Date: March 21 – 24, 2006
Location: Richmond, Virginia
Sponsor: Richmond Redevelopment and Housing Authority
Chair: Alex J. Rose
Subject Area: Neighborhood Revitalization, Workforce and Affordable Housing
- How should the city capitalize on its assets and make the most of its community and economic development efforts?
- How should the city prioritize its planning and development efforts?
The panel was invited by the Richmond Redevelopment and Housing Authority (RRHA) to assist in the redevelopment efforts for Jackson Place and North Jackson Ward. Jackson Place was viewed by the panel as needing a more immediate and tactical approach, while North Jackson Ward needed a more long term and strategic approach. But, the panel found the two dependent on each other for success and needed to be thought of and planned out as one.

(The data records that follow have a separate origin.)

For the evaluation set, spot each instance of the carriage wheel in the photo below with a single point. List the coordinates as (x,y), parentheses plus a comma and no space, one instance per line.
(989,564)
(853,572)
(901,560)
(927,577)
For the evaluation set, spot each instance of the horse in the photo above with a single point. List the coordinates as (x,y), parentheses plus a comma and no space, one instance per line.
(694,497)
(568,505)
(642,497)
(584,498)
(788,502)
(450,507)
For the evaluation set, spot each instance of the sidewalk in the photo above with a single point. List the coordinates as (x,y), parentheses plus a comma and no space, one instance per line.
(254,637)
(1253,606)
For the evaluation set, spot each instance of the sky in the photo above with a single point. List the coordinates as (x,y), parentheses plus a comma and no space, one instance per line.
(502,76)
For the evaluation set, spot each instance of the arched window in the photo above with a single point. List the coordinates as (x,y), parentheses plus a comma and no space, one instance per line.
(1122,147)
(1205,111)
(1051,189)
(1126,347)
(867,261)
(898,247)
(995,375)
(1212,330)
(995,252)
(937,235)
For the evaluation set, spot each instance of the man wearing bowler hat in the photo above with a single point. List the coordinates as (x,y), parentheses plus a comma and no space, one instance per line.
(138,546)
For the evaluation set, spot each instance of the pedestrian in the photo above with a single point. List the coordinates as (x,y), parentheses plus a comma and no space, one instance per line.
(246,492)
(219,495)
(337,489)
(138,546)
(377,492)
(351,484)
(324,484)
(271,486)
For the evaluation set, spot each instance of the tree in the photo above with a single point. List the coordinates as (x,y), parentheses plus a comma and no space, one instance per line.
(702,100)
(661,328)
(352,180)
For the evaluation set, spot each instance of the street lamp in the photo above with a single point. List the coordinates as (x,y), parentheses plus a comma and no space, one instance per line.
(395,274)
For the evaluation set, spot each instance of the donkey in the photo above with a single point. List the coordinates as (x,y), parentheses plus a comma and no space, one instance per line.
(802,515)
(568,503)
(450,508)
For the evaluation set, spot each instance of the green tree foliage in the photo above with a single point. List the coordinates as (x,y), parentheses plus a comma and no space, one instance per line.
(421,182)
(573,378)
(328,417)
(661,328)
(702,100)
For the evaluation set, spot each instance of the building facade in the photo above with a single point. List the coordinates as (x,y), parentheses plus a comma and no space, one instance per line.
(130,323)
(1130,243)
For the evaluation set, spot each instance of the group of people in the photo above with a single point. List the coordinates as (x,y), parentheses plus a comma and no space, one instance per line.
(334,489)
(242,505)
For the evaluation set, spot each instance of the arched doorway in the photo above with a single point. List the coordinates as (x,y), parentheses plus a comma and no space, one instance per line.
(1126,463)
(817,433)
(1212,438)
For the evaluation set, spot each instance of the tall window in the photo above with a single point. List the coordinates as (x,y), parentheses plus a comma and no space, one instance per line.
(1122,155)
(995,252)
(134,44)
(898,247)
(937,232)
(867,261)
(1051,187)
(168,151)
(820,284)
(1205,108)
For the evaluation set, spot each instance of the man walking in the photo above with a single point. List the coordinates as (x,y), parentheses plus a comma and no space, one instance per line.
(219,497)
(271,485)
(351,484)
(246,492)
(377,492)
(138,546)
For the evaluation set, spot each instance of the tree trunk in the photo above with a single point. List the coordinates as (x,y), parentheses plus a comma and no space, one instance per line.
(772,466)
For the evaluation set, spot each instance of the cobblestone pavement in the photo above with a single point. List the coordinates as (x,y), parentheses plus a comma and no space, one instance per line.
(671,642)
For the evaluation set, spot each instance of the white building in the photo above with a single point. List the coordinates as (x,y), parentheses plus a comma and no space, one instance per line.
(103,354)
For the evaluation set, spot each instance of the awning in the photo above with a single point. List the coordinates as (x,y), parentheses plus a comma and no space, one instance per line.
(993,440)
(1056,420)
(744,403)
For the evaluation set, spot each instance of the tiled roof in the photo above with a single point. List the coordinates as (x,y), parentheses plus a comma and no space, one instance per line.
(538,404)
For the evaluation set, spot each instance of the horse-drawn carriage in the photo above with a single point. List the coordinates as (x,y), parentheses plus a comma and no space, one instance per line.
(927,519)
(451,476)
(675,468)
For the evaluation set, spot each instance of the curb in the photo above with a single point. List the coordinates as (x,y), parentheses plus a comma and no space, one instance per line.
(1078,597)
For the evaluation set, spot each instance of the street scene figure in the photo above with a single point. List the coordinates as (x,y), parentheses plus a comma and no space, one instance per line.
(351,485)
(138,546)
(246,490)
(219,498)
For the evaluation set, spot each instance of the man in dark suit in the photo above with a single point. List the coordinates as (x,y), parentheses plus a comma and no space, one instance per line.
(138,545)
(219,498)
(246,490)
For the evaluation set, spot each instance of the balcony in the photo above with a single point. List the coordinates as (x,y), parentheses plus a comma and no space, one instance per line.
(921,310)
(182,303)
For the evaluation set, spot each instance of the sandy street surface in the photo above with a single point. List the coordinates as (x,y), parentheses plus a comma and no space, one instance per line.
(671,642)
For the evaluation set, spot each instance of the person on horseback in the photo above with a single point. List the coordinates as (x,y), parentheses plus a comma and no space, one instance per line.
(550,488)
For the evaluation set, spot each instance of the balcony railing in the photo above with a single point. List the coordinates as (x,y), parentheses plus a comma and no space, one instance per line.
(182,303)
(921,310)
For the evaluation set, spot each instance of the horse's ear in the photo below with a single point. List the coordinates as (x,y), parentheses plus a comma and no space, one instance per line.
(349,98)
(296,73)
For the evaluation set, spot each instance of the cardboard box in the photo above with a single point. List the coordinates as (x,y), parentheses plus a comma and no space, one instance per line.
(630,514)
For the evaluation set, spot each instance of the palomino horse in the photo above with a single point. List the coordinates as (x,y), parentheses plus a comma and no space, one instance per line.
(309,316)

The panel identified several development opportunities for both Jackson Place and North Jackson Ward that served the needs of Richmond residents and employees. For Jackson Place, the panel recommended a high-density concentration of new housing, along with new parking facilities. As residential occupancy grew, demand would also grow for conveniently located commercial offerings. In North Jackson Ward, the panel recommended the redevelopment of Gilpin Court and an ambitious plan to upgrade the Richmond public school system with the creation of a new magnet school. In both communities the panel proposed visual enhancements that included landscaping, improved hardscapes, more open areas, and interior/exterior upgrades. A very important part of the plan for success of these neighborhoods was the creation of a new street connection over highway 64 to allow better access between the two communities. These recommendations were dependent upon actions by the RRHA, the city of Richmond, and its citizens. Those groups would have to look at Jackson Ward and North Jackson Ward as one planning area (instead of two), create a pool of attractive affordable housing, and find a developer who could handle all of those projects. The panel believed that the changes, especially the introduction of new residents and increased residential density, would help define the rebirth of this vital and historic area.